Natureza-morta com clipe e grampo

Quando Rita Lee disse que amor era bossa nova e sexo era Carnaval, ficou evidente que ela sabia muito mais do que eu sobre amor, sexo, bossa nova e Carnaval.

Não foi uma grande surpresa: ela é uma estrela do rock e eu sou um simples sujeito, e toda a gente sabe que as estrelas do rock dominam aqueles assuntos muito melhor do que simples sujeitos. E basta olhar para estrelas do rock e para simples sujeitos para distingui-los —exceto, talvez, no caso de Elvis Costello.

Acresce que aquelas metáforas me são inacessíveis: sou de um país que não tem bossa nova e no qual o Carnaval decorre no inverno. Desfilar sob uma chuva gelada redunda muito menos vezes em sexo do que em gripe.
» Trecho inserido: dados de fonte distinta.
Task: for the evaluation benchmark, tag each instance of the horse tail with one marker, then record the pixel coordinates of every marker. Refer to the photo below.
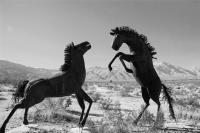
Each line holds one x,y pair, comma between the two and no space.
19,92
167,96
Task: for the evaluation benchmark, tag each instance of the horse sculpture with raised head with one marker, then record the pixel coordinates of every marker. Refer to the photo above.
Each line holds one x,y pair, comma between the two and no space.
141,65
68,82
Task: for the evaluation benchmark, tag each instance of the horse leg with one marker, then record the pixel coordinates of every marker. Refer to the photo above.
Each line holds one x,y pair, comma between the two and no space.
127,58
117,55
82,105
146,98
89,100
19,105
25,122
154,95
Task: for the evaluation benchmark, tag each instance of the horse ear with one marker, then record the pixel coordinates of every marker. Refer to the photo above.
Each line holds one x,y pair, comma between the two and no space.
112,33
72,43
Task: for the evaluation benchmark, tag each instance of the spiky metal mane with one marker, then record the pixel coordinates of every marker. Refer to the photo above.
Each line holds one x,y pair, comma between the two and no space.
67,57
131,32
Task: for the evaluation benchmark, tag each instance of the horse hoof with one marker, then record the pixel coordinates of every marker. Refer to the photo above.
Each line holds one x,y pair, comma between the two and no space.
2,130
135,123
25,122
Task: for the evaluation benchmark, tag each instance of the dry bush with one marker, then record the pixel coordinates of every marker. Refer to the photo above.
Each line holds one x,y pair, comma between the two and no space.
117,121
96,96
105,103
51,108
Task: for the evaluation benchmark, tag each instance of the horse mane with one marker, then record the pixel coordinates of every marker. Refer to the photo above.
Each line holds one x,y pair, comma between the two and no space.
67,57
129,32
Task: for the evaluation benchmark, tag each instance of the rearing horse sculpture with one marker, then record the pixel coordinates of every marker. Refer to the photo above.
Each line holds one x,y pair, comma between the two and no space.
69,82
142,67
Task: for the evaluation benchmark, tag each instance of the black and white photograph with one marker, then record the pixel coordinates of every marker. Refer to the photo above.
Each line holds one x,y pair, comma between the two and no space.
99,66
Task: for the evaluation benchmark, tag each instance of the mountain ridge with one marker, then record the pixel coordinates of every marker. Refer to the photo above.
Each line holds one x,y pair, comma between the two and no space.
13,72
Em Portugal, Carnaval não é sexo, é duche frio. Ou seja, o exato oposto do sexo.

Luiza Pannunzio/Editoria de Arte/Folhapress

Por isso, para efeitos de metáfora, tenho apenas à minha disposição o que a minha vista alcança. No caso, os objetos que se encontram sobre a minha secretária. Um clipe e um grampo. Descortinar símiles na bossa nova e no Carnaval é fácil, com todo o respeito.

Mas arrancar figuras de estilo de material de escritório requer alguma habilidade. Infelizmente, eu não a tenho. Mas, uma vez que disponho de bastante tempo livre, posso tentar.

Qual desses, o clipe e o grampo, é amor, e qual é sexo? Talvez o clipe seja amor. Tal como o amor, o clipe é um pequeno milagre de engenharia. Faz falta um historiador do clipe, que descreva o exato momento em que alguém, necessitado de agrupar temporariamente algumas folhas, disse: "Já sei: vou retorcer um ferrinho."

Há um certo descompromisso no clipe —como no melhor amor. Mantém as folhas juntas, mas não as prende demasiado. Elas são livres de ir embora quando quiserem. Talvez partam com um vinco, que pode mesmo ser profundo, mas, enquanto estão juntas, é um querer estar preso de livre vontade.

O grampo, em princípio, é sexo. Até porque envolve penetração. Ou talvez o grampo seja casamento.

É isso: clipe é amor, grampo é casamento. Como todo mundo que já amou e contraiu matrimônio sabe, amor e casamento são perfeitos antônimos. É por isso que as tragédias costumam acabar com uma morte, e as comédias costumam acabar com um casamento. O casamento é o fim da comédia. E o princípio da tragédia.